SUPREME COURT OF THE UNITED STATES


403 U.S. 15

Cohen v. California

APPEAL FROM THE COURT OF APPEAL OF CALIFORNIA, SECOND APPELLATE DISTRICT


No. 299 Argued: February 22, 1971 --- Decided: June 7, 1971

MR. JUSTICE BLACKMUN, with whom THE CHIEF JUSTICE and MR. JUSTICE BLACK join.

I dissent, and I do so for two reasons:

1. Cohen's absurd and immature antic, in my view, was mainly conduct, and little speech. See Street v. New York, 394 U.S. 576"]394 U.S. 576 (1969); 394 U.S. 576 (1969); Cox v. Louisiana, 379 U.S. 536, 555 (1965); Giboney v. Empire Storage Co., 336 U.S. 490, 502 (1949).
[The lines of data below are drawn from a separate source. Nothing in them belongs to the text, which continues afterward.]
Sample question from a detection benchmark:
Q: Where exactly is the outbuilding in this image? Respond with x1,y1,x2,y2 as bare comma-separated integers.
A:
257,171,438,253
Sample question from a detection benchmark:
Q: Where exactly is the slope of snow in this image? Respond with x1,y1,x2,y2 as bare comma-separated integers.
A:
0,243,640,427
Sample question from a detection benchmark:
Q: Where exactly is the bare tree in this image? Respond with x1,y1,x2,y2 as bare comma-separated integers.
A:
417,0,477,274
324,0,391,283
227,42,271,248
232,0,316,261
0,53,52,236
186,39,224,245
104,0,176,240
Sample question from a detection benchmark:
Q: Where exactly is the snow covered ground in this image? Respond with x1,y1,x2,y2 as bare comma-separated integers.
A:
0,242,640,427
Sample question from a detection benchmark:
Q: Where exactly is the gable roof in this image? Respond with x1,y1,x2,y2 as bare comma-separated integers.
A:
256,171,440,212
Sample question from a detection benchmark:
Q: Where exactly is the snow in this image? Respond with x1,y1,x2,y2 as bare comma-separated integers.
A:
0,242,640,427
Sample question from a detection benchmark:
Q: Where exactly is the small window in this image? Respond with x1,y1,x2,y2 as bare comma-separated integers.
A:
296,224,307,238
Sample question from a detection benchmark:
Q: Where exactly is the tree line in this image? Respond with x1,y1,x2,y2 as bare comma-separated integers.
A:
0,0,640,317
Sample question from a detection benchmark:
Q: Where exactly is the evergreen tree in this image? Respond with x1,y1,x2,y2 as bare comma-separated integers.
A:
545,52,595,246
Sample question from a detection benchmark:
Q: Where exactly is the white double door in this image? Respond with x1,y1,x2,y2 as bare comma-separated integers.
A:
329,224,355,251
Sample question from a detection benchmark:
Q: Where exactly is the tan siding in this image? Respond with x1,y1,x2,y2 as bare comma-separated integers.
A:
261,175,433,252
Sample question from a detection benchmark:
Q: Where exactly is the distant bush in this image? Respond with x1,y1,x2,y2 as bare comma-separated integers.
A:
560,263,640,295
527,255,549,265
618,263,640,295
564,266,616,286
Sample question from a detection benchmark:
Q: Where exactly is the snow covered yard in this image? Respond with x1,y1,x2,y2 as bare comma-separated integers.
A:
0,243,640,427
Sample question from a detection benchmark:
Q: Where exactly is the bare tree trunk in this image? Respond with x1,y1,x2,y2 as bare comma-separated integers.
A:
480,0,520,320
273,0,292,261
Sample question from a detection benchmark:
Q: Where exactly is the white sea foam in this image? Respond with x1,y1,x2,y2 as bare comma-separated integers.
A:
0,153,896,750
The California Court of Appeal appears so to have described it, 1 Cal.App.3d 94, 100, 81 Cal.Rptr. 503, 507, and I cannot characterize it otherwise. Further, the case appears to me to be well within the sphere of Chaplinsky v. New Hampshire, 315 U.S. 568 (1942), where Mr. Justice Murphy, a known champion of First Amendment freedoms, wrote for a unanimous bench. As a consequence, this Court's agonizing over First Amendment values seems misplaced and unnecessary.

2. I am not at all certain that the California Court of Appeal's construction of § 415 is now the authoritative California construction. The Court of Appeal filed its opinion on October 22, 1969. The Supreme Court of California declined review by a four-to-three vote on December 17. See 1 Cal.App.3d at 104. A month later, on January 27, 1970, the State Supreme Court, in another case, construed § 415, evidently for the first time. In re Bushman, 1 Cal.3d 767, 463 P.2d 727. Chief Justice Traynor, who was among the dissenters to his court's refusal to take Cohen's case, wrote the majority opinion. He held that § 415 "is not unconstitutionally vague and overbroad," and further said:

[T]hat part of Penal Code section 415 in question here makes punishable only willful and malicious conduct that is violent and endangers public safety and order or that creates a clear and present danger that others will engage in violence of that nature. [p28]

. . . [It] does not make criminal any nonviolent act unless the act incites or threatens to incite others to violence. . . .

1 Cal.3d at 773-774, 463 P.2d at 731. Cohen was cited in Bushman, 1 Cal.3d at 773, 463 P.2d at 730, but I am not convinced that its description there and Cohen itself are completely consistent with the "clear and present danger" standard enunciated in Bushman. Inasmuch as this Court does not dismiss this case, it ought to be remanded to the California Court of Appeal for reconsideration in the light of the subsequently rendered decision by the State's highest tribunal in Bushman.

MR. JUSTICE WHITE concurs in Paragraph 2 of MR. JUSTICE BLACKMUN's dissenting opinion.